Zoé: In my previous role there was always a limit to women in senior roles. For example, they could be managers, but they were never in Chief Executive Officer (CEO) or director positions.
What I would say to women who want to go into senior positions is
1) educate yourself in the area that you want to go into and do not be oblivious or naive about the gaps in your knowledge.
2) Document all the great things you have done.
I always say to anyone I interact with that if you receive good feedback, save it. Note it down because when it comes to applying for a new role and the employer asks you for evidence, you can just show them your list to back yourself up. This is not because people are doubting your ability or you need to always prove yourself, but rather it’s a practice that simply supports how great you already are.
Zakiya: Is there anything you wish someone would have told you before starting your career?
Zoé: When I was at school or had finished university, I wish someone would have told me that it’s okay to not know what you want to do. As a society and also due to my African background, you are very much told that you have to go to school, then get married, then have kids ect. When in reality, you can do everything at your own pace or even not at all if you don’t want to.
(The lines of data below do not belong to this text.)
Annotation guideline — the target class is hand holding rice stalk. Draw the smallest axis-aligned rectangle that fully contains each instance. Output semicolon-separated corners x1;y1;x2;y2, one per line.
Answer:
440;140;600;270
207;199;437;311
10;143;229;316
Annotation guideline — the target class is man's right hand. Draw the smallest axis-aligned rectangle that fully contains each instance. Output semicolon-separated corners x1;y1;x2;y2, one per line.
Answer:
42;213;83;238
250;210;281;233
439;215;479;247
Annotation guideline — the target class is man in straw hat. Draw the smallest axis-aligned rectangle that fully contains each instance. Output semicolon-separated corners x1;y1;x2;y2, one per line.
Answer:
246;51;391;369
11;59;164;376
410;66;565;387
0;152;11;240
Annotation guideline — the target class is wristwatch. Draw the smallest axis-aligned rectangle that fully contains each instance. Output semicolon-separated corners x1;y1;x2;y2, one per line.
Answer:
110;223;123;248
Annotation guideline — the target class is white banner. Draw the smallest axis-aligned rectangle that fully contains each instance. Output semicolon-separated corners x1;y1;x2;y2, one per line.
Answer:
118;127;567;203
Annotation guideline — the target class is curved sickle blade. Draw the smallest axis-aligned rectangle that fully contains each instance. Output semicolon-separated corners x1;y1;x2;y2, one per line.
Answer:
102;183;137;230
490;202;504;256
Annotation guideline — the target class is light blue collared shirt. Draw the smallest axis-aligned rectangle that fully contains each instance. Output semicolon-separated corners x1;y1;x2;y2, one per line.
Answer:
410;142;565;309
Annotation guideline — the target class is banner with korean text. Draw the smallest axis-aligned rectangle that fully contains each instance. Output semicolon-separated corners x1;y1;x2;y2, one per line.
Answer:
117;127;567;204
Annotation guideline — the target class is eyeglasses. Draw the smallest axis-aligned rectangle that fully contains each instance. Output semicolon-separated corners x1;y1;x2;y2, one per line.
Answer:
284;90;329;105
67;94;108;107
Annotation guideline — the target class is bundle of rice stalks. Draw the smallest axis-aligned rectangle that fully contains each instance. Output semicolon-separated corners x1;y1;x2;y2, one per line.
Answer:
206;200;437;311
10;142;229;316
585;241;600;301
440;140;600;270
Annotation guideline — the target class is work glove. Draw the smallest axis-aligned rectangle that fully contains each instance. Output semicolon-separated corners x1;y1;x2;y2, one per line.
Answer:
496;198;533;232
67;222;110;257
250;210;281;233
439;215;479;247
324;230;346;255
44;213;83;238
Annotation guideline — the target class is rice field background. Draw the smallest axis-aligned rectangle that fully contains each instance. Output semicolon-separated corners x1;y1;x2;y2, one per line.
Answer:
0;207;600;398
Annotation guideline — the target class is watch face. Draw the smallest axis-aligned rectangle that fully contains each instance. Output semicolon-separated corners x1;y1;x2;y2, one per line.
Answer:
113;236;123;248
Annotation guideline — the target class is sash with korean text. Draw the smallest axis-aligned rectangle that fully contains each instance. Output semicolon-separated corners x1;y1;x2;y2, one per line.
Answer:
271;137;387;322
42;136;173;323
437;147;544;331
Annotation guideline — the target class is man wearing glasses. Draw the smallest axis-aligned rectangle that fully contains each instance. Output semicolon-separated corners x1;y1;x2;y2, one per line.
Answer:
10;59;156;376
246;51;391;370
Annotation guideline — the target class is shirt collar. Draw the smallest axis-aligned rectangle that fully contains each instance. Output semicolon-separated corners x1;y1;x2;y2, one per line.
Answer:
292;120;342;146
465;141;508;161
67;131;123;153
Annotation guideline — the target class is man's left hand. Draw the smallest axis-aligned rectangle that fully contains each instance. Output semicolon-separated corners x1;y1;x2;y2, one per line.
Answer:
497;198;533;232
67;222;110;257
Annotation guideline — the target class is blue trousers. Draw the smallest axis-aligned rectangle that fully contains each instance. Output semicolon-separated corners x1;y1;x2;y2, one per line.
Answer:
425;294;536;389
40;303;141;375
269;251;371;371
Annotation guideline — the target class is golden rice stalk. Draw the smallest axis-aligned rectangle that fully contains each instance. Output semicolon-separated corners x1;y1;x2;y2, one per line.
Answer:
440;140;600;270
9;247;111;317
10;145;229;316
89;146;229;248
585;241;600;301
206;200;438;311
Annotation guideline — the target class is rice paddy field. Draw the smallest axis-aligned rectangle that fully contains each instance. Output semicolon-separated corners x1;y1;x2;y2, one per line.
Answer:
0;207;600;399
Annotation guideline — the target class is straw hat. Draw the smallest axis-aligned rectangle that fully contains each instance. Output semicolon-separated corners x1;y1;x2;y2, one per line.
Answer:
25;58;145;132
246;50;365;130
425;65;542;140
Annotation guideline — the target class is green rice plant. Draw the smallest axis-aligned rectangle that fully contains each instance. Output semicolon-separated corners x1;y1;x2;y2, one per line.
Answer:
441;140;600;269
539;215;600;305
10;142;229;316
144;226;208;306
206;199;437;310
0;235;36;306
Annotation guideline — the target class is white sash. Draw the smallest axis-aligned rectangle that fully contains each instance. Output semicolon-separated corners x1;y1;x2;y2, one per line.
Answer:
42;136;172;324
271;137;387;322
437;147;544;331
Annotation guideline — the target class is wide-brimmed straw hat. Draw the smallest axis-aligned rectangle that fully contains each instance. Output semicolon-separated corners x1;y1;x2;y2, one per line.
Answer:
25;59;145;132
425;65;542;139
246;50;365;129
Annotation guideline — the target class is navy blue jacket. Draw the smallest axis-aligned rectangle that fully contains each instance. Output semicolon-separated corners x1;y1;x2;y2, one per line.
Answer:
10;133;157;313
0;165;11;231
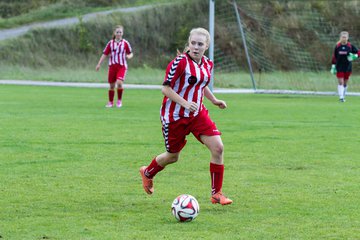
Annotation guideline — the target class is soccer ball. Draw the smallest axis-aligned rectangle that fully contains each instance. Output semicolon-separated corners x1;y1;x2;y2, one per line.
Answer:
171;194;200;222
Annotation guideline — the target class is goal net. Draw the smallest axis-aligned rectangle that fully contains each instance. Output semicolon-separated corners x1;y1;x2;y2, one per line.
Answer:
214;0;360;93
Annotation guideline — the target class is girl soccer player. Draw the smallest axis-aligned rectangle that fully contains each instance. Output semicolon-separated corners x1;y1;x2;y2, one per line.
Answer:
140;28;232;205
96;25;133;107
330;31;360;102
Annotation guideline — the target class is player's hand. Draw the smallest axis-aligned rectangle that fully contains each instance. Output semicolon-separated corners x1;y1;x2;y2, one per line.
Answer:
213;100;227;109
184;102;199;112
330;64;336;74
347;53;359;62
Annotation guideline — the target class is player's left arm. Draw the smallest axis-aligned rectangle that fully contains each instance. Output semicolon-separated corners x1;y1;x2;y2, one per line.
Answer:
126;41;134;59
204;87;227;109
347;44;360;62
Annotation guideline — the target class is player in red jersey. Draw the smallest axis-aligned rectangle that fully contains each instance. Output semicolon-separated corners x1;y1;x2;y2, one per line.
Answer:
330;31;360;102
96;25;133;107
140;28;232;205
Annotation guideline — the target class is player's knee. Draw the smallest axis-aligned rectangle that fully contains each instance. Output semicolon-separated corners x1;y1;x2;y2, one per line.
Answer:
168;155;179;163
211;143;224;156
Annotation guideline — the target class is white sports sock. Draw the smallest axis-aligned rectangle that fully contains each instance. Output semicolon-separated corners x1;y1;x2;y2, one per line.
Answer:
343;86;347;98
338;85;344;99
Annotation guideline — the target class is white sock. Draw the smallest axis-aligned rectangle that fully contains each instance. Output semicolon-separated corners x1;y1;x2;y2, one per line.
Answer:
338;85;344;99
343;86;347;98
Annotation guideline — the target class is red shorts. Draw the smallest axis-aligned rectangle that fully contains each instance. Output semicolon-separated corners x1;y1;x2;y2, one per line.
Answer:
336;72;351;80
108;64;127;83
162;109;221;153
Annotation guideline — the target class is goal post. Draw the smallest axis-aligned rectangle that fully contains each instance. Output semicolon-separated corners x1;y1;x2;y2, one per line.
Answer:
209;0;360;93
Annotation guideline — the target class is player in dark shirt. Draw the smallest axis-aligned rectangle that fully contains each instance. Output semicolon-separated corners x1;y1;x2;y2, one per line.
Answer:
330;32;360;102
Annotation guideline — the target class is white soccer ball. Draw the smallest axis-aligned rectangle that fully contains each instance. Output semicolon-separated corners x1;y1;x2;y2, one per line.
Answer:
171;194;200;222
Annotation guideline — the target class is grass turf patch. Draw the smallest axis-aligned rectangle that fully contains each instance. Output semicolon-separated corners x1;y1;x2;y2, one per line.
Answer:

When it comes to careers as well, don’t feel like you have to stick to something just because it’s what you have been told to do. If you have a passion for something else or want to explore areas like technology, engineering or the sciences, then go for it. Take a chance and see how you can make it work in your life. And as a final point, if you are in a conversation and you don’t understand an acronym (these are used a lot in tech) then just ask! I can guarantee that there is someone else who also doesn’t understand.
Zakiya: And finally, what piece of advice would you give to young women who want to get into the technology industry?
Zoé: I would say that the tech industry is massive! There is so much room for you and although it might seem as though everyone is a techie now, remember there is always space so don’t ever feel like you will be rejected. I would also say read, research and explore if there is an area you want to learn more about. Engage in events, free online courses, training and tap into all the resources that are available nowadays.
Even when you begin to doubt yourself, remember that you belong there because there is a set of skills and expertise that are missing from the industry that only you have and so we are waiting for you to come.